In that way, Lester was right.
The only reason the Red Sox entered Wednesday with a chance to secure the wildcard and advance to the playoffs was that the commissioner did not have the authority to overrule the principles of mathematics. Before Wednesday’s games began, the Rays and Sox had both won the same number of games, meaning that they both had an equal shot to win the last playoff slot.
By the principles of baseball, however, the Red Sox have been roadkill since September began.
What team worthy of the postseason can go an entire month without winning twice in a row, as the Red Sox did?
What team staking a claim as one of baseball’s best gives up at least six runs in 11 consecutive games, as the Red Sox did before last night?
What team fighting for its playoff life loses five of seven games to the Orioles, who finished at 69-93, 28 games behind the first-place Yankees, having given up 152 more runs than they scored?
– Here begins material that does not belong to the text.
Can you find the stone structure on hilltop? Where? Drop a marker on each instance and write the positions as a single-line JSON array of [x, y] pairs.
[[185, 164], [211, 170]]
No, this was not something of the Red Sox past. This was something unto its own universe.
At least the Red Sox of old made it to the World Series, allowing Bill Buckner to become a croquet wicket on Mookie Wilson’s routine grounder.
At least the Red Sox of old made it to the one-game playoff to allow Bucky Dent to hit his bloop home run.
At least the Red Sox of old were tormented by the memory of the greatest baseball player who ever lived.
The “Curse of Robert Andino” doesn’t quite evoke the same dread.
The Red Sox of old were futile, yes, but elegantly so – a Sophoclean tragedy in stirrups penned yearly for the Harvard Square crowd.
This was a farce.
And there was, quite simply, no logical reason for it.
Yes, the Red Sox had some injuries. But in August, when the Sox were missing the same players, they went 17-12. Had they matched that record in September, they would have won the division.